Implementing AI? You’d Better Think About Security First

Though it’s been around for decades, artificial intelligence (AI) has made itself known in today’s digital space. From marketing programs to laboratories, AI has made an impact in every industry. Whiles this technology could help your business run smoother, there is so much to learn and prepare for before even thinking of implementation. Machine learning (ML), the most common form of AI, is the process of training a machine to make future predictions based on historical data. What makes AI and ML so unique is the adaptability and learning. However, Machine learning doesn’t learn like a human. Stephanie Domas, Forbes Technology council member and Chief Security Technology Strategist at Intel, differentiates machine learning and human learning like this: We’re taught to identify holistically and with supporting context: A stop sign is red, hexagonal and has white letters on it. In contrast, AI is simply given large sets of labeled training data and told to figure out on its own how to differentiate; we don’t tell it how to learn. For the stop sign, the AI learned that black and white in certain areas meant different signs. The black and white perturbations on the stop sign lined up with patterns of black and white blocks on a “Speed Limit 45” sign. Thus, the AI learns that this is a speed limit sign. This technological advancement learns in a more complex process. There is so much to consider with the data input and analysis when it comes to machine learning and artificial intelligence. Domas shares an article in Forbes that emphasizes the security risks and know-hows when implementing an AI. She notes the importance of understanding the potential cybersecurity risks of AI so you can responsibly approach the adoption of AI.

  • Keep humans in the loop. “AI should augment human intelligence, not replace it. Human judgment is needed to ensure proper training, detect anomalies and make course corrections if something is wrong with the model.”
  • Understand the risks. “What happens if the AI is wrong—is it a funny story, or could people potentially be harmed? The risks involved with implementing AI ultimately depend on what the AI is meant to do and what kinds of data and systems it has access to.”

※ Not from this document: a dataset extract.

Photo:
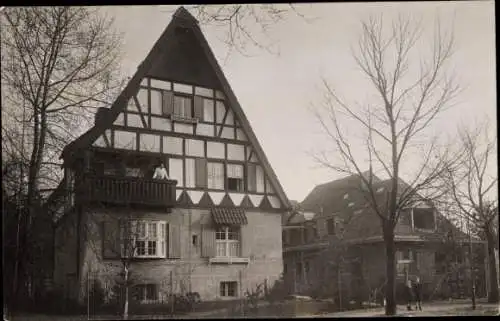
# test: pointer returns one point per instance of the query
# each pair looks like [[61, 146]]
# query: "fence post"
[[241, 293], [172, 297], [88, 296]]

  • Plan for model testing and maintenance. “Just like other forms of software, AI algorithms need to be updated and patched. Algorithms should be continually tested and updated whenever new threats are detected or the model is not performing as expected.”

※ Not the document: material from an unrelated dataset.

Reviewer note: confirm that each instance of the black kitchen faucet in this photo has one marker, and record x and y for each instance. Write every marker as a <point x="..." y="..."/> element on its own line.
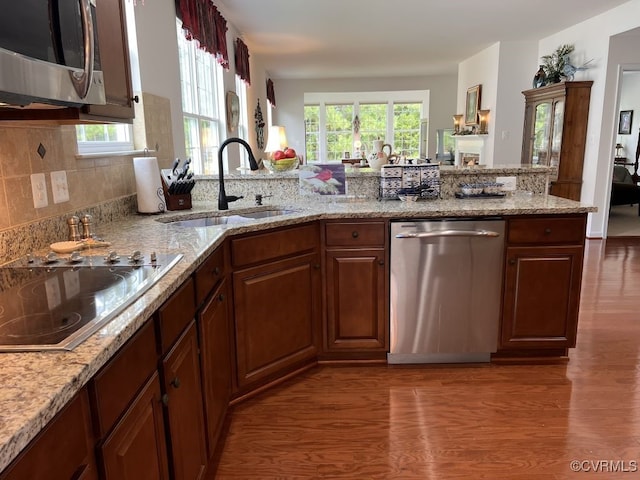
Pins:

  • Ask the right questions. “If you are buying an off-the-shelf AI, make sure you keep cybersecurity in mind and ask the right questions when purchasing. How was the model trained? What is it meant to do? How was it tested? What is the company’s plan for ongoing testing and maintenance?”

There is a learning curve for both you and your AI. So before you use AI to solve your business problems, Domas reminds us to be deliberate, be intentional and be responsible.